The challenge is, of course, that I'm not perfect.  I can't always be this awesome mom I wish I could be.  It is such a struggle because, though I have enjoyed many of these experiences I've just described, I've also really messed up a lot of times.

There's something that keeps coming to mind when I think of how to be the parent I want to be while still allowing for a significant margin of error and lost opportunity.  This is what it seems to boil down to for me:

The times I am the kind of parent I most want to be are when I understand with absolute clarity in the moment that these often-hard-and-draining days are the very days I will look back on and cherish as the best of times.  Life, real life, is gritty and in-the-moment and imperfect and hard.  Being the parent I want to be is savouring that very instant, whatever it is, making the most of it.

The kind of parent I want most to be is when I know, know, to the depth of my being, that...

...I was made for this.

I was made... watch my child raging on the floor and to sit on the floor beside him because I know the moment's coming when he will crawl up my legs and into my arms... engage and be with a child in heart-to-heart conversation (even though my heart breaks so see my child in pain) because I know that this moment will lead to greater strengths on a later date... struggle to get everything done and to choose not to worry too much about all of the stuff that doesn't get done because I'm not going to remember the mess in twenty years... say 'no' to things that aren't in keeping with priorities because that means I'm saying 'yes' to the things that matter the most... sit on a child's bed for that extra five minutes rather than crawling into my own as I so desperately long to because I know in the face of my need for space that the time will come when I wish I were still asked to sit there... squelch the face of my frustration when I answer the hundredth question of the hour because I know the day is coming when I'm not going to be their source of expertise any more and that I'm gonna want to turn the clock back... scratch and grasp and hold on tight to help my little ones develop into the people that they were created to be, even knowing that this might look different than I'd imagined it to be.

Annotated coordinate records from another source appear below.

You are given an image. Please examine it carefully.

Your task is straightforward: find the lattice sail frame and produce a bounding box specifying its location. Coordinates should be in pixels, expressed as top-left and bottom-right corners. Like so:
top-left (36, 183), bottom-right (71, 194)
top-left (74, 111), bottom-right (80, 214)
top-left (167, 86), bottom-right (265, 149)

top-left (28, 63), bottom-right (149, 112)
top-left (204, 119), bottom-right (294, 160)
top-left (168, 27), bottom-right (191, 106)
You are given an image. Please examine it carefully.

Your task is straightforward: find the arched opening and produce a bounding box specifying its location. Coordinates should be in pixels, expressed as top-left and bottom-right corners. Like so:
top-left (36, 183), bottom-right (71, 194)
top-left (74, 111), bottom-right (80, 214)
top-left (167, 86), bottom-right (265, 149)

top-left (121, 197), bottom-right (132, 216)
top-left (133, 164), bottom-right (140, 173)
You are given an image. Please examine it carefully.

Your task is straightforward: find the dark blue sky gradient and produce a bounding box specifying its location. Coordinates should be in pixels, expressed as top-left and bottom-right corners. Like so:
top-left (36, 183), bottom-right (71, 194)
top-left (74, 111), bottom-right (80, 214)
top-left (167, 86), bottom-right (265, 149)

These are my moments; what I am needed for; what I was created for.

There's no fifteen minutes of fame for this girl; my fifteen minutes, the ones I want to keep and not regret, are being lived in the making of pancakes, the application of the fourth bandaid of the day, the nurturing of little souls, the tucking of children into beds, and the doing over of the same the next morning.

I was made to mother these children, be a wife to this man, to grow into myself as a child of God, to live right now.

It is when I understand this to the depths of my being that I am the parent that I want to be.